In his new role, Lisi will oversee the association, which has many functions, including assisting the general public in finding an attorney through a lawyer referral service, providing free advice through a number of different sources, hosting clinics on mortgage foreclosures where people being foreclosed on can speak to an attorney at no charge and leading a Hurricane Sandy clinic for community members who have issues related to the disaster. Recently, the NCBA began a Covid-19 small business and resident hotline, where community members and business owners can email covidhelp@nassaubar.org if they’re having difficulties in the wake of the pandemic.

“We do a lot for the community,” Lisi said. “We do a lot of charitable giving through our charitable arm called We Care, which gives money to worthy causes in the county.” He added that the association gives awards to Long Island and Nassau County firms and attorneys who do the most pro bono work, and reviews judicial applicants for candidates who want to become judges.

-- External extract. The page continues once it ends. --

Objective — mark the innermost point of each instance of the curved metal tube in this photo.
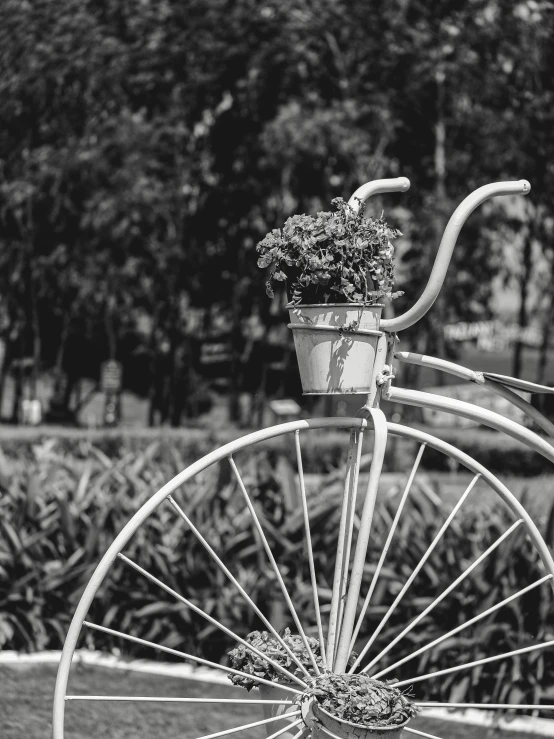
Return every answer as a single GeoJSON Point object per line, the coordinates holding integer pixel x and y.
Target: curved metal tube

Additionally, the association organizes student mock trials for high schools.

Lisi said he has many goals for his presidency, including helping with civil rights issues by endorsing diversity and inclusion, increasing the association’s technological footprint and assisting those who have been impacted by the Covid-19 pandemic.

“I want the Bar Association and courts to work together to help alleviate the issues,” he said. “The world has changed in the last four months in a lot of ways, and I feel like this is a very good opportunity for the Bar Association to become an even more prominent player in the community with helping people, not only with their civil rights issues, but with other issues that have been caused by the Covid pandemic.”

Lisi has been a member of the association for about 25 years. He lives in Oceanside with his wife, Judy, and children, Jessica, 18, Dylan, 16, and Ethan, 13. He is a graduate of Oceanside High School and earned his bachelor’s degree from the University of Buffalo and his juris doctorate from Georgetown University Law Center in Washington, D.C.

He is admitted in New York, the District of Columbia, the Supreme Court of the United States of America, the United States Court of Appeals for the Second Circuit and the United States District Court for the Eastern and Southern districts of New York.

Lisi is a member of the state Bar Association’s Board of Delegates, a former chair of the NCBA Labor and Employment Law Committee, two-time chair of the NCBA Access to Justice Committee and has been named Pro Bono Attorney of the Year.

“This is a real opportunity for the Bar Association to become really connected to the community,” he said, “and we can turn this negative, this pandemic, into a positive and just become even more entrenched in our community and in the county as a whole. … The association gives back not only to the attorneys that are part of it, but it gives back to the community and everything that we do takes the community into consideration, both individuals and businesses.”